The footballer-cum-self-styled-philosopher was rabbiting away about the future prospects for Ukip, when he said: “So if I am somewhere and there were four really ugly girls, I'm thinking, 'Well, she's not the worst', because that is all you are, that is all you are to us.” Because what worse possible thing is there to be than a girl who hasn’t even got the decency to be attractive. But don’t worry too much, mingers of the world - as long as you aren’t the ugliest girl in the bar, Barton may still deign to shag you. Ah, “banter” - welcome to the political panel show.
In a week where a woman has been stoned to death by her family outside a Pakistan courthouse, another has given birth while shackled in chains on death row in Sudan for the crime of “apostasy”, two teenagers have been gang raped and hung in India, and a narcissistic young man has murdered six people in the name of misogyny, the moronic thoughts of a very average footballer would seem to be rather insignificant. But they’re not.
Barton tried to excuse his comment after the show. “Maybe I was a little nervous,” he said, and later tweeted three crying emoticons before: ”Should have left it at 'Best of a bad bunch' Ah well #imnewtothis”.
But Barton’s “joke” didn’t sound like a rushed, off-the-cuff analogy stumbled upon in a moment of nerves. It sounded like a well-rehearsed line, one that had been received with howls of mirth from his mates in the pub, and was then smugly pulled out as a trump card on Question Time, designed to make the big boys think he was cool. And this is from a man who tweets aphorisms from Seneca, Virgil and Nietzsche, who will start a philosophy degree at Roehampton University in September, who presents himself as something of a deep thinker. Is this really the best we can expect?
Barton’s comment typifies the “lad” culture, which views woman as the punchline to a joke, objects who are designed to decorate and titillate on demand. His is another voice to add to the cacophony of sexism that forms the background noise women are constantly living in and fighting against.
And every voice matters. Taken individually, a lewd catcall or casual grope on public transport is a small drip of annoyance, but they add up to a relentless, overwhelming tsunami, a constant reminder of how society views and values you as a woman. Just look at the hashtag launched this week, #YesAllWomen, for a crash-course in what half the world face every single day.
Of course it’s not all men that are responsible, but by letting any man get away with it, especially when they have a public platform like Joey Barton, we are sending the message that it’s OK to treat women in this way, and inequality persists.

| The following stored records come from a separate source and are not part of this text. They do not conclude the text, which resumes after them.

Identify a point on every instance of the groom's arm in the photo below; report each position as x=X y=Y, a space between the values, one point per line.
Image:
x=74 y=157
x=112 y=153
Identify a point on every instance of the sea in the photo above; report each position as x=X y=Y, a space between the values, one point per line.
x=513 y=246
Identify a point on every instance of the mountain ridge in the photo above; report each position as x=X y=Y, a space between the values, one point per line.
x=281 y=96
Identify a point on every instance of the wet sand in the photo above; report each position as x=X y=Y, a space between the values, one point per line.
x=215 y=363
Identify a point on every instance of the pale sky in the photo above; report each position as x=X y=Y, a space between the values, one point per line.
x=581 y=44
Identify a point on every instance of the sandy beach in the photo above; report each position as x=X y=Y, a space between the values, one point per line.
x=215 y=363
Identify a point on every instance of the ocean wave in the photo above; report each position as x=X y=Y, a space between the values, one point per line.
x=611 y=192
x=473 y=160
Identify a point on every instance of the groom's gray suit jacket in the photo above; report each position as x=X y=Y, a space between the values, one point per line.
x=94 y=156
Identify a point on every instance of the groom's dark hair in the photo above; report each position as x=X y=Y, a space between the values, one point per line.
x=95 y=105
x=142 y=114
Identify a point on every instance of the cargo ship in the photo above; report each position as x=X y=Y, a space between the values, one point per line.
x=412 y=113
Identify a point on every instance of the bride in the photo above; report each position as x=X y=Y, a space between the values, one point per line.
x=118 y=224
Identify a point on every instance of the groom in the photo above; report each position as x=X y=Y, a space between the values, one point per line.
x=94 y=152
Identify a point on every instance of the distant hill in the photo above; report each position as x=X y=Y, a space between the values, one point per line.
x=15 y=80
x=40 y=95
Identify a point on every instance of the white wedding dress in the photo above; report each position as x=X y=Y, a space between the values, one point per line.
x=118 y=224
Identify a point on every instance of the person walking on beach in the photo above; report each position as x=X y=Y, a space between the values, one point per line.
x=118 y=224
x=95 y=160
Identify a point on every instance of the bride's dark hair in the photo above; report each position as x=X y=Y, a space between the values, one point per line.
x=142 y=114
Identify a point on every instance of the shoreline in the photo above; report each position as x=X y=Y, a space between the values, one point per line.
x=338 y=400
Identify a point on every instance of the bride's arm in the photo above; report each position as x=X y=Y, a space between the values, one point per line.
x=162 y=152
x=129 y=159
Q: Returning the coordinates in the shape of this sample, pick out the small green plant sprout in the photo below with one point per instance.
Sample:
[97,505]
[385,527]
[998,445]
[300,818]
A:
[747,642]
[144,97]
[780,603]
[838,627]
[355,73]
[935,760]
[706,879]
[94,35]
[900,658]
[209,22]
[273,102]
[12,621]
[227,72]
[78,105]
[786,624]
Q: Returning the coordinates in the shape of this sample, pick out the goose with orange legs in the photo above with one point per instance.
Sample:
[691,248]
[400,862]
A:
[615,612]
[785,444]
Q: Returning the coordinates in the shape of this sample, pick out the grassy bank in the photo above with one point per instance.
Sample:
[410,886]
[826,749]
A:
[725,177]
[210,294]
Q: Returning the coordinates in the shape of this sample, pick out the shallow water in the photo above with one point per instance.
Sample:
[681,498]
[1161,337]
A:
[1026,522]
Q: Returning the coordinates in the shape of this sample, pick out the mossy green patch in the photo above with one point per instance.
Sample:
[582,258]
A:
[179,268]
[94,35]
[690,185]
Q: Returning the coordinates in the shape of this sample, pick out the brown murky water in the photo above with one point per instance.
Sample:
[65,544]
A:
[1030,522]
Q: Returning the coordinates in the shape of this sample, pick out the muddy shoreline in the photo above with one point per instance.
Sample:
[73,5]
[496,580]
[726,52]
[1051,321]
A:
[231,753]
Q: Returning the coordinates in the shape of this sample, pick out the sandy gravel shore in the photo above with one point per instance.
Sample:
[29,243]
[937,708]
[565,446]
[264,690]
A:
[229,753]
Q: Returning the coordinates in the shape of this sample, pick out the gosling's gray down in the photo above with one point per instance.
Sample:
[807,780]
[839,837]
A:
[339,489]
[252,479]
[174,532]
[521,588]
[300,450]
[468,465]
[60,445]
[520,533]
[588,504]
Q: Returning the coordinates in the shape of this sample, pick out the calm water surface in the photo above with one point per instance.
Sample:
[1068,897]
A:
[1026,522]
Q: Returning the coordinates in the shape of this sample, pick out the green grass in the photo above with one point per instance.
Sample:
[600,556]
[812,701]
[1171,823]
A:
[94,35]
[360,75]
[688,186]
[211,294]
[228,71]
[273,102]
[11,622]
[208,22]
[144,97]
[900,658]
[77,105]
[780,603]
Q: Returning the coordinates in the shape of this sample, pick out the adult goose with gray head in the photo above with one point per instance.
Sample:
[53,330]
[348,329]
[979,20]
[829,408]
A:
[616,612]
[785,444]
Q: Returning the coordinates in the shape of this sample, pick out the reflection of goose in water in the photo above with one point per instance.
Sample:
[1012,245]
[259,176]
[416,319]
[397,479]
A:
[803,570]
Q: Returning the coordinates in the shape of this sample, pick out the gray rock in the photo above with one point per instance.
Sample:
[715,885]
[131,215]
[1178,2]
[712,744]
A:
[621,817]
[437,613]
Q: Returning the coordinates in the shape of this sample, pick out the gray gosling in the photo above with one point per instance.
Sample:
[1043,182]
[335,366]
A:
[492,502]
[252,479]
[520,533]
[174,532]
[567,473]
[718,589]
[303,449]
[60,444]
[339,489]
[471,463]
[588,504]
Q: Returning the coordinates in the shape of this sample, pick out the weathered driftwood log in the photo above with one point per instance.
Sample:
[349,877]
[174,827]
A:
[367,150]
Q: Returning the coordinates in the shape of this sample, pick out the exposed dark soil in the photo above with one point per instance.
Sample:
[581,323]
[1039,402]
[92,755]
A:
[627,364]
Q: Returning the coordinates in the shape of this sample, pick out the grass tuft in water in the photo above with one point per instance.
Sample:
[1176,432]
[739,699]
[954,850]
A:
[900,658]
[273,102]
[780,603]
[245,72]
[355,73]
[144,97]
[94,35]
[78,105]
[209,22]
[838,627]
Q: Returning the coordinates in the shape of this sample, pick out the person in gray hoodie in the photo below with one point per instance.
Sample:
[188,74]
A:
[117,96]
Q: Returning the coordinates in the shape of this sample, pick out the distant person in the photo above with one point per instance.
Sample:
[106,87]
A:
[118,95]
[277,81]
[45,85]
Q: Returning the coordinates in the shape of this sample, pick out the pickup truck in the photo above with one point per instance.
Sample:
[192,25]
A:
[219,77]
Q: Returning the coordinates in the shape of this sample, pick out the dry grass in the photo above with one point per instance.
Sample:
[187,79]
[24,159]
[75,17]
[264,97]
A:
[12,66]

So we must not let the small things slide; we must not let Joey Barton and his ilk think they are being clever.
Because they do. Immediately after the show, the barrage began. “Wow Joey Barton!!! Probably the best question time ever!!! Footballer owned that UKIP cow JoeyBartonForPrimeMinister”, said one. “If you were offended by what Joey Barton said, you're probably an ugly woman”, added another. Ask yourself: are these really the kind of people you want in your corner?